Cook County News Herald

Civic considerations only at churches in secular sphere




Following my plea for separation of church and state, many people expressed surprise and had questions about my Catholic community hospital experience. I offer another example.

When a church decides to step outside its doors to run a soup kitchen, gas station, or hospital, it has stepped into a secular sphere where nonreligious, civic considerations apply. A hospital is to provide science-based medical care. With that in mind, for what medical reason should a priest slip unannounced behind the drawn privacy curtain to give communion to a patient mid-ultrasound, massage, or exercise treatment? This occurred often. It diminished both the religious ritual and the physical therapy. The patient response was to grin and bear it. Separation would have better served both worlds.

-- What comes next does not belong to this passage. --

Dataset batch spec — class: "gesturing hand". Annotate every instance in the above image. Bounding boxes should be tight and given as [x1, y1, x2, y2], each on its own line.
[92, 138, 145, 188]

When I faced the emergency C-section, I did not seek medical care “behind church doors” but went where my doctor was waiting at the only hospital in my community. Yes, a priest ultimately permitted the medically approved, contraceptive tubal ligation at this Catholic hospital.

So what does it mean when a priest goes against the church’s dictated moral code? I don’t know, but as years went by I came to see the priest as a kindly but forlorn figure, trapped within the role chosen for him by childhood indoctrination. I felt sorry for him.

Had Internet been available, he might have found comradery through (clergyproject.org) where disillusioned religious leaders discretely support each other. For someone middle aged to leave the clergy is to leave employment security, status, and possibly be shunned (bullying) by family and community. But that’s another topic.